Never Forget

Jun 16, 2023

The fun thing about writing this series is that it’s all stuff I’ve “known” for 25 years. Now, having to explain it, I get to understand why. Understanding why is my biggest driver & here’s a big chance.

I took a step too far when I introduced bi-temporality in the first post of this series. I’m going back to the beginning & start over & take one step forward.

The Big Contradiction

We want:

The flexibility & reasoning of personal, human attention to the business problems we solve.
But also the scalability, repeatability, & efficiency of automated processing.

If we only wanted the first goal, we could just have humans dealing directly with reality. They’d see someone disabled (‘ll be using disability insurance here as an example) & they would just pay them directly.

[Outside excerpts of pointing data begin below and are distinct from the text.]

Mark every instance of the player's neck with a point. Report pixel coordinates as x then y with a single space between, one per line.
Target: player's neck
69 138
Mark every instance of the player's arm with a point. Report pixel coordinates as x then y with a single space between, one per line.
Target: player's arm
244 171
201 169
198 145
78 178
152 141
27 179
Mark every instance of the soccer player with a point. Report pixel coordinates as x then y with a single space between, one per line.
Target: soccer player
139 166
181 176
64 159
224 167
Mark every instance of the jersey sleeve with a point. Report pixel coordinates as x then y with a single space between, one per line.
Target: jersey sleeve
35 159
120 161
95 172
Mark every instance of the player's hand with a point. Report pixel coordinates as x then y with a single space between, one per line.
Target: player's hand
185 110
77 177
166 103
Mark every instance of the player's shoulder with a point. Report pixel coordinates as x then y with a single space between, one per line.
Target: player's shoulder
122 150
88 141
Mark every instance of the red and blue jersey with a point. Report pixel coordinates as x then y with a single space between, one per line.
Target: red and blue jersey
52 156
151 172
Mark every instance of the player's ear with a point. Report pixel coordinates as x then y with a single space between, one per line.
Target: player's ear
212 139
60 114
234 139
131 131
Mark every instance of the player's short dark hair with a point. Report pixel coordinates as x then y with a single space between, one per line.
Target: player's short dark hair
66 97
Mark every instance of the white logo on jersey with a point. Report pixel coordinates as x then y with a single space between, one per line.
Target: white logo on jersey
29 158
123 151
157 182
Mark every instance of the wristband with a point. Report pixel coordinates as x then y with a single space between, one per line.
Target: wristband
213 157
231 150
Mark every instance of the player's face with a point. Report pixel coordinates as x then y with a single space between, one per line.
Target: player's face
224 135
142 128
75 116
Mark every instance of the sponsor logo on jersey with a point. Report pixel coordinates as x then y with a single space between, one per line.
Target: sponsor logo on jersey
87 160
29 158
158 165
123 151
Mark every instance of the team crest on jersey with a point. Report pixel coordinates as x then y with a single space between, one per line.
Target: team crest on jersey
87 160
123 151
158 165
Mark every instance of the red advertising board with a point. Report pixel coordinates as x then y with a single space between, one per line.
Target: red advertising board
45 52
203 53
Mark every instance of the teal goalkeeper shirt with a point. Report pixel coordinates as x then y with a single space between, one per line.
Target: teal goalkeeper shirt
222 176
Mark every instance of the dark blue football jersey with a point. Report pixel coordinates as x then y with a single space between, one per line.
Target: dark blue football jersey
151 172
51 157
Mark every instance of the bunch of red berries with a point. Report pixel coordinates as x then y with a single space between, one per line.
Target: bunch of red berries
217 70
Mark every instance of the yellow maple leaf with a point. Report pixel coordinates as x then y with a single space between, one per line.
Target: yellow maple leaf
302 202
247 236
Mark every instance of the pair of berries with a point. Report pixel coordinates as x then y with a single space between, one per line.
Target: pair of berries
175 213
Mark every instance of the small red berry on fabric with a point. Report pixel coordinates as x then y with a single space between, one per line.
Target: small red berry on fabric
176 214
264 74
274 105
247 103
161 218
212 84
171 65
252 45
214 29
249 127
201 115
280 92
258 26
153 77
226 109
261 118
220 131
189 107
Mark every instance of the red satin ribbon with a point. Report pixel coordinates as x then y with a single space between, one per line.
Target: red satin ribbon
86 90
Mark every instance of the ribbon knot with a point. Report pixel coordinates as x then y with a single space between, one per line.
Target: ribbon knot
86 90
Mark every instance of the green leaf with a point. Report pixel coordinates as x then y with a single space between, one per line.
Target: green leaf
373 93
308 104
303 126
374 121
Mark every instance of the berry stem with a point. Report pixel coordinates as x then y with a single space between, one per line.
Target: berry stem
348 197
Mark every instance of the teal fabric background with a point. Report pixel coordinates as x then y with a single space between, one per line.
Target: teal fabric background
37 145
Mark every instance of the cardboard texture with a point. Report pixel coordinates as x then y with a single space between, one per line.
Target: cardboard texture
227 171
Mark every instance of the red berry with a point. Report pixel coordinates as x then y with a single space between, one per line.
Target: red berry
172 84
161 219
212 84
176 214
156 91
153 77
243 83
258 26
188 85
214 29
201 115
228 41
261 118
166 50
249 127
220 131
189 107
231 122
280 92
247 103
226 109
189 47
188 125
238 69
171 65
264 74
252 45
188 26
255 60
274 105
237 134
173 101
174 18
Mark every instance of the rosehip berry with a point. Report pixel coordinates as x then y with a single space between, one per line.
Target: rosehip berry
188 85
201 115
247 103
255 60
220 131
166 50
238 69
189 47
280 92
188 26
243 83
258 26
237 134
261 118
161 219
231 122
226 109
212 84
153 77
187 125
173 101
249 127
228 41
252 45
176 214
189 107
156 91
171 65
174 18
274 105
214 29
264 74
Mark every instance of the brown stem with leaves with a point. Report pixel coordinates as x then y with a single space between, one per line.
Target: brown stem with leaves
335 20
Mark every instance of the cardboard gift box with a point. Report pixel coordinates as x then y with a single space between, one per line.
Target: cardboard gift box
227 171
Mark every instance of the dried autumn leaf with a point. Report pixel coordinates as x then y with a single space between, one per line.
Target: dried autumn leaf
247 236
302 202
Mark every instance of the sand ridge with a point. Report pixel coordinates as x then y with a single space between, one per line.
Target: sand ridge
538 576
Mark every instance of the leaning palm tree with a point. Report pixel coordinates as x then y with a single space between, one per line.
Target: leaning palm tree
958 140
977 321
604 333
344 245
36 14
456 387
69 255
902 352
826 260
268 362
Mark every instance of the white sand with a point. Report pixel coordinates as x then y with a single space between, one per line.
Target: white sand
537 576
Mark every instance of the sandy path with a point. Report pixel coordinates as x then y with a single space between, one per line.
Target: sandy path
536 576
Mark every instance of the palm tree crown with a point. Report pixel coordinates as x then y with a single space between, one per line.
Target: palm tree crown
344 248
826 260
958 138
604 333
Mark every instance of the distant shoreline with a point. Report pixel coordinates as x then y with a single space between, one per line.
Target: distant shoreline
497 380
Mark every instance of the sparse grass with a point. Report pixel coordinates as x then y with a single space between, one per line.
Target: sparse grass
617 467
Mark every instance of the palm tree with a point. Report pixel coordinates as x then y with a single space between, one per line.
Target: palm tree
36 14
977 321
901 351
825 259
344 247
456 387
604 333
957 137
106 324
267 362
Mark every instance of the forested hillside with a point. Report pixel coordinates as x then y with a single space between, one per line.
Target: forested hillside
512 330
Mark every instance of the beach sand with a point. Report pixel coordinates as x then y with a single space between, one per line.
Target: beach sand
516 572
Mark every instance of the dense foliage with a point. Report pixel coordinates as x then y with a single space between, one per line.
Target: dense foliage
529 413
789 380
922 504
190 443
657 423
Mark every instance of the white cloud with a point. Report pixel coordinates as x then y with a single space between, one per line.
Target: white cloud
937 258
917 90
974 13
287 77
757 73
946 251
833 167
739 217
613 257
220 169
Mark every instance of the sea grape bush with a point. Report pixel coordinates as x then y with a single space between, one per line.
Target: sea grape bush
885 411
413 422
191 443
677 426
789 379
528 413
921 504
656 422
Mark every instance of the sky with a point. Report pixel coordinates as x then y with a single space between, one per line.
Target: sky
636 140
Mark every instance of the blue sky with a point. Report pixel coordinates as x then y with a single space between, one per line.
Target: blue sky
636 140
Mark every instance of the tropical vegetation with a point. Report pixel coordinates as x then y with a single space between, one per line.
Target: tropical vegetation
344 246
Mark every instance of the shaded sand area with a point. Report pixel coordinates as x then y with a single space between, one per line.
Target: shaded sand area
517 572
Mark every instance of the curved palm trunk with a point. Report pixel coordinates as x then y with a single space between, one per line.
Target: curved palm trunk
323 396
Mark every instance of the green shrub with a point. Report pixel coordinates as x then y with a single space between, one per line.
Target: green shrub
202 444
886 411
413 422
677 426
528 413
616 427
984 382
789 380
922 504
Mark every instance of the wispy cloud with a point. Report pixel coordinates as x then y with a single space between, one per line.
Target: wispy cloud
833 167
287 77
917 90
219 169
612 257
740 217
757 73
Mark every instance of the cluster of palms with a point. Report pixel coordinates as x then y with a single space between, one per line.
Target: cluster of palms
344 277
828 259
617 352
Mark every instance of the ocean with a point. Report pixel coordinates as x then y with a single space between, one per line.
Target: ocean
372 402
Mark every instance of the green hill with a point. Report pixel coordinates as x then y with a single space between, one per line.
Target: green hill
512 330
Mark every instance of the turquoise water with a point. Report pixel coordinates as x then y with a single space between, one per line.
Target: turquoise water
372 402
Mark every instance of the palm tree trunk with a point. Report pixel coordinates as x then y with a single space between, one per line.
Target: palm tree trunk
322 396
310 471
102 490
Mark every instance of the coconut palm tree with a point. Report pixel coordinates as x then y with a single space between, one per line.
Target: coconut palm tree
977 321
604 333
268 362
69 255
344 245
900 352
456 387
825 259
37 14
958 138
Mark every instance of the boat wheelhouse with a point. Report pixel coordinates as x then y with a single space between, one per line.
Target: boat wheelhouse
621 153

Cloudy reality & humans interacting with it directly

It’s impossible to make this consistent or scalable. We want to distribute the benefits of disability insurance as widely as possible.

The System

And so we write The System to model disability contracts. Something is lost, sure, but something is gained (we can debate capitalism & shareholder value another time—right now we’re trying to build a system that meets its goals through being more complex than the bare minimum).

The people can interact with the system or the system can act scaleably & efficiently.

The Simplest Thing That Won’t Work…

The simplest way to represent reality in the system is to record what we believe to be true at the moment. As a simplified example, suppose we have a Customer with an Address.

customer = Customer() assert customer.address == "" customer.address = "123 Main St." assert customer.address == "123 Main St."

The implementation of this can be dirt simple (ignoring all the juicy stuff because addresses aren’t strings, use properties, yadda yadda yadda, not my point).

class Customer: def __init__(self): self.address = ""

Two Watches

When we split the world into reality out there & what we have recorded in the system, though, we have the Two Watches Problem. When you have one watch, you know what time it is. When you have two watches, you no longer know what time it is because the watches are never exactly the same & you don’t know which one is right.

We have two timelines to reconcile. Reality advances one second every second. Our system advances in fits & spurts. Sometimes we jump forward a day. Or a year. Sometimes we learn that something changed in the past & we have to repair changes we made in the meantime.

How can we handle the disconnect between reality & the system?

Save All The Data

And so we come to the first principle of business architecture—never discard information.

We are in a tradeoff space here—what is the cost of keeping information versus what is the cost of discarding information? If we discard information we save a little space, but space is cheap. We also simplify our model—there’s an address, that’s the address, end of story. However, when we discard information we are stuck when trying to explain the past. Where did you send last year’s statement? I don’t know, we have your correct address now.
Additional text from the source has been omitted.